Michael Avenatti Releases Details About R. Kelly Tape As Singer Is Indicted On 10 Counts Of Sexual Abuse

Shortly after R&B singer R. Kelly was indicted on 10 counts of aggravated criminal sexual abuse, attorney Michael Avenatti offered new details about a 40-minute video given to Cook County State's Attorney Kim Foxx.

It is unclear if the video was used as part of the case presented to the grand jury on Friday.

The tape, which Avenatti turned over to Foxx and Cook County prosecutors earlier in February, allegedly features the singer engaging in multiple sexual acts over a two-day period with a 14-year-old girl. Both Kelly and the girl, who remains unidentified given her minor status at the time the video was filmed, refer to her age multiple times in the video, Avenatti said.

"This was in no way role-playing. … It is clear that this young lady was 14 years of age during the time when it was shot," Avenatti said.

The video was shot in 1999 in Kelly's residence at the time, Avenatti said.

Avenatti, who rose to fame by representing porn star Stormy Daniels in her lawsuit against President Donald Trump, also stated that the video features Kelly adjusting the angle of the camera, moving the camera, or zooming in and out, "there's no question that he knew exactly what he was doing," he said.

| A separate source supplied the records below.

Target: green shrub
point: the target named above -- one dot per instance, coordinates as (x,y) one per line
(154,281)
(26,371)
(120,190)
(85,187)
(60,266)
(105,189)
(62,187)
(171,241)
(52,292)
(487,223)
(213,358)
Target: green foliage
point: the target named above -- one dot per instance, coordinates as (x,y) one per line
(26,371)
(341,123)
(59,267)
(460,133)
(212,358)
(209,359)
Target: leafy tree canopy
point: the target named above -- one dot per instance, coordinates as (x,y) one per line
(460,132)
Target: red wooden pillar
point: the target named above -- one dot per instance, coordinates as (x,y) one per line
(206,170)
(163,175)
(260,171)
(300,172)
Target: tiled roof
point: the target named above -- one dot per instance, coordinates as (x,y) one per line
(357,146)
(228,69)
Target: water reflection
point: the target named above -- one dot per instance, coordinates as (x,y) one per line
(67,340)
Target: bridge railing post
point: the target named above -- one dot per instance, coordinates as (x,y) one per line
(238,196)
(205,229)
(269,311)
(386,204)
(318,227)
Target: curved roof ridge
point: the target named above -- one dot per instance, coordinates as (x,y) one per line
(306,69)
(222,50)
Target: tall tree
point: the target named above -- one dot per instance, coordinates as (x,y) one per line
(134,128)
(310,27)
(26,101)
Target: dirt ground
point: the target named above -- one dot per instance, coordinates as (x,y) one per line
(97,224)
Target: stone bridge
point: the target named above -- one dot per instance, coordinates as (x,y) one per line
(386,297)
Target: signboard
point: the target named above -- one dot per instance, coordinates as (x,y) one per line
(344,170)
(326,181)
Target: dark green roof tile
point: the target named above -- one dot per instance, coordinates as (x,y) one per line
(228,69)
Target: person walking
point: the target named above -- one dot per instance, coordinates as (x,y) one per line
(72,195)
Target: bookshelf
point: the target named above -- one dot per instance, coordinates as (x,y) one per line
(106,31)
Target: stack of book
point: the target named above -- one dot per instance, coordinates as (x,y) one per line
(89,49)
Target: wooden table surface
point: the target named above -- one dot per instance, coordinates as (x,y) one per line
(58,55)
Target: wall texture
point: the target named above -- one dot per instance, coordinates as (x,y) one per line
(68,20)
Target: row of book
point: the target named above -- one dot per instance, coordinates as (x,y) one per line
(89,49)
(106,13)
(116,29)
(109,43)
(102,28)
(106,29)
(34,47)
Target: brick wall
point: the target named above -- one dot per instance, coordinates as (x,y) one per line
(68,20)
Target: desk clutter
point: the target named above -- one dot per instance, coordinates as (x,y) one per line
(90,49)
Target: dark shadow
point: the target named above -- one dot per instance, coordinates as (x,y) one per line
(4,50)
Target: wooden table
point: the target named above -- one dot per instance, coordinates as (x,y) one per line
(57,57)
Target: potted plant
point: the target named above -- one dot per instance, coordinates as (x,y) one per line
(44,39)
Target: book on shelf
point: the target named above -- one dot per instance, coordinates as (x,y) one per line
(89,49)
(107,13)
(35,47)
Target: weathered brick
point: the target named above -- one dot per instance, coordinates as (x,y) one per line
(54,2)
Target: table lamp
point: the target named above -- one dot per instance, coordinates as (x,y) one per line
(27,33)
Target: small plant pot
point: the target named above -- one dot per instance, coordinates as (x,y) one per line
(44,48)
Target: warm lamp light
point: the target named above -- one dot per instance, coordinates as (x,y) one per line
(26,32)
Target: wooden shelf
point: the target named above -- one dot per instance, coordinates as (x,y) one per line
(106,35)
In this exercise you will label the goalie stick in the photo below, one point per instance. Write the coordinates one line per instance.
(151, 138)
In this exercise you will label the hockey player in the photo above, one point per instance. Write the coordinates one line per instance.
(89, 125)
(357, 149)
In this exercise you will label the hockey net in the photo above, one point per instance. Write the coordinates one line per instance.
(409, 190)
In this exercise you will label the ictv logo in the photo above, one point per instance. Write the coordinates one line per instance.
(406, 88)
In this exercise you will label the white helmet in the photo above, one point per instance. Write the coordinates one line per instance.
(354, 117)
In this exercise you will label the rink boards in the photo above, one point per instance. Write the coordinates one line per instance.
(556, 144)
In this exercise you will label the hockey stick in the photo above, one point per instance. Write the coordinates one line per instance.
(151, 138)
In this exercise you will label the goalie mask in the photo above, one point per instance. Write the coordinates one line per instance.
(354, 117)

The video also indicates that Kelly played another video on a big screen television of the singer with another young girl and had the victim watch while engaged in a sexual act. The victim also reportedly referred to Kelly as "daddy," Avenatti said.

"Today marks a watershed moment in the 25 years of abuse by this predator, known as R. Kelly," Avenatti said. "He, together with those that enabled him, undertook a course of action over two decades to abuse and sexually assault young girls, especially many of whom were the most vulnerable in our society. Girls that many would not listen to, girls that came from very tough times and tough neighborhoods, in many instances. These were the most vulnerable, and yet this predator, Mr. Kelly, prayed on them repeatedly."

Avenatti went on to say that the 10 month investigation, which is still ongoing, has found two additional tapes of Kelly with other victims. One of the tapes has been recovered and the other is in the process of being recovered, Avenatti said. He added that the tapes will be given to Foxx and Cook County prosecutors.

The tape already in the hands of Foxx is "far superior" to the recording used in Kelly's 2008 trial, Avenatti said.

Kelly was acquitted of child pornography charges in 2008. During that trial, the jury was shown a tape of the singer having sex with a girl as young as 13. Kelly and the alleged woman on the tape denied that the tape was of the two of them, despite testimony from witnesses stating that it was. The woman who allegedly appeared in the video never took the stand.

Avenatti is representing six people connected to the case, two victims, two parents of victims and two whistle-blowers that have been part of Kelly's "inner circle" for more than 20 years. Avenatti did not confirm if the victim on the video given to Cook County prosecutors was one of his clients.

While Foxx did not take questions from the media during Friday's press conference, she did confirm that the charges involved four victims of alleged sexual assaults by Kelly. Three of the victims were minors between ages 13 and 17 at the time of the alleged assaults. The alleged abuse dates from 1998 to 2010, Foxx said.

Kelly's lawyer, Steve Greenberg, told the Chicago Sun-Times that Kelly was a "sacrificial lamb."

"He's going to go to bond court, and he's gonna get out," Greenberg said. "They're making him a sacrificial lamb for their own sake and there's no merit to any of this."

Earlier this year, Greenberg told the Associated Press that Kelly "never knowingly had sex with an underage woman, he never forced anyone to do anything, he never held anyone captive, he never abused anyone."

If convicted, Kelly could serve up to seven years in prison for each count. If a judge rules for the singer to serve consecutive sentences, he could face 70 years in prison. However, Foxx said probation could not be ruled out.

Avenatti warned Kelly that he shouldn't "count on getting out of prison," when answering questions from reporters.

"It is high time that you face justice for the conduct you have engaged in for over two decades and don't count on getting out of prison," Avenatti said.

Kelly is expected to turn himself in to authorities either today or tomorrow. He is scheduled for a bond hearing on Saturday and has another court appearance scheduled March 8 at 9 a.m.